Noel's "Gateway to Geekery" essay on Harry Nilsson went live today. Nilsson is somebody I knew only glancingly in my pre-Noel days -- as the voice behind "Everybody's Talkin'," the beautiful theme to a movie I loved (Midnight Cowboy), and as John Lennon's companion during his infamous "lost weekend" in California (an episode I cataloged along with my obsessive knowledge of all things Beatles).
Finding and resurrecting the three-dimensional career, the arc and the art, behind the handful of pop hits and moments of cultural notoriety -- it's one of the great joys of life, and of my marriage.

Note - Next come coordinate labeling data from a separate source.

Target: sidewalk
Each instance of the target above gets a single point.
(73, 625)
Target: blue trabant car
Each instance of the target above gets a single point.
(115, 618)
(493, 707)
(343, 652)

When Noel and I go out for a date-night dinner out, I like to ask him, "So what's the deal with Ricky Nelson?", and get treated to the fascinating story of who this guy was, where he fit in during his own era, how he got there and what happened to him. It's like the blank spots in one's Headline News version of cultural history being filled in with color.
My interest in Nilsson, I admit, derives partly from his similarity to Todd Rundgren, of whom I've been a rabid fan since my college days. Both were known as great pop songwriters and studio wizards; both put out crazy, idiosyncratic albums full of obtuse jokes and pastiches. Both resented, probably, to some extent, being pressured to be conventionally entertaining, and rebelled in their own ways.
Nilsson probably didn't take himself seriously enough, endlessly deconstructing his own legacy and sabotaging his chances of success; Todd probably took himself too seriously, dumping all his philosophico-mystical dabblings into the marketplace. But that's what makes the frequent moments of absolute pop perfection in both of their catalogs so glittering and precious. Take them as they are, or don't take them at all. For me, the human failings of the carriers of so magical a gift, so immense a share of creativity, make their stories all the more compelling, and the music all the more worthy of our love.